Refactor DocumentAwareDataset for scale
TLDR: Add 2 proposed Dataset and dataloader setups for less overhead and faster streaming.
Work done thus far:
1. helix_lm/dataset.py — Three dataset strategies for different scales
HelixIterableDataset (NEW — for 2B+ token corpora)
- True streaming
torch.utils.data.IterableDataset subclass
- Tokenizes and chunks on-the-fly during iteration — never materializes the full corpus
__len__() raises TypeError so HF Trainer detects it as iterable (no random sampler, no length-based step estimation)
set_epoch() for reshuffling between epochs
- Reservoir shuffle with configurable buffer size
- Preserves all HelixLM invariants identically to
DocumentAwareDataset:
is_natural_stop per document boundary
-100 masking at overlap head positions (when stride < seq_len)
-100 masking at trailing padding positions (from exact pad_len)
attention_mask built from pad_len, never from pad_token_id comparison
- No cross-document boundary crossings
HelixPrechunkedDataset (NEW — for fast repeatable training)
- Map-style dataset from pre-chunked HF Dataset
preprocess() classmethod: chunks once with Dataset.map(..., batched=True, num_proc=...) using parallel processing
- Arrow-backed, memory-mapped, fast random access
from_disk() / save_to_disk() for persisting preprocessed data
preprocess_to_shards() (NEW — two-stage pipeline utility)
- Offline preprocessing into sharded files for streaming during training
- Implements the recommended "remux" pattern: pre-chunk offline → stream shards during training
helix_data_collator() (NEW — unified collator)
- Single collator function that works with all dataset types
- Stacks
input_ids, labels, attention_mask, is_natural_stop into batched tensors
Factory functions: create_helix_streaming_loader(), create_helix_prechunked_loader()
All existing classes preserved unchanged: HelixDataset, DocumentAwareDataset, HelixDatasetFromTokens, HelixHFDataset, create_helix_dataloader(), create_document_loader()
2. helix_lm/trainer.py — Dual-mode Trainer
Iterable dataset auto-detection
_is_iterable_dataset() checks for __iter__ without __getitem__, or __len__ raising TypeError
- Automatically detected at Trainer initialization
Scheduler modes
- Map-style (existing behavior):
len(train_loader) used for exact step count
- Iterable with
warmup_ratio: specify warmup as ratio of total steps (e.g., warmup_ratio=0.1 for 10% warmup). Step count estimated from estimated_total_tokens or conservative default
- Iterable with
warmup_steps: falls back to step-based warmup with estimated total steps
Epoch iteration
set_epoch() called on iterable datasets between epochs for reshuffling
- Gradient accumulation: for iterables, steps every
grad_accum_steps batches unconditionally (no len() dependency)
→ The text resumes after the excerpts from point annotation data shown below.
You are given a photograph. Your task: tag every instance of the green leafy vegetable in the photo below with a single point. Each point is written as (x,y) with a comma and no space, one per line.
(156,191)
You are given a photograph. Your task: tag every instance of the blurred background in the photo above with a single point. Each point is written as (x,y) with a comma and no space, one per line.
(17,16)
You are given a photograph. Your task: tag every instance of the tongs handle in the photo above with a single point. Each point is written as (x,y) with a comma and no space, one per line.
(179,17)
tqdm works correctly with iterables (no total, counts as it goes)
New constructor args:
warmup_ratio: override cfg.warmup_steps as ratio (recommended for iterables)
estimated_total_tokens: provide token count for better step estimation
3. helix_lm/__init__.py — Updated exports
All new classes and functions exported.
Usage Examples
Streaming (for 2B+ tokens)
from datasets import load_dataset
from helix_lm import HelixForCausalLM, HelixConfig, Trainer
from helix_lm.dataset import create_helix_streaming_loader
# Stream from HF Hub — never materializes full corpus
ds = load_dataset("your_dataset", split="train", streaming=True)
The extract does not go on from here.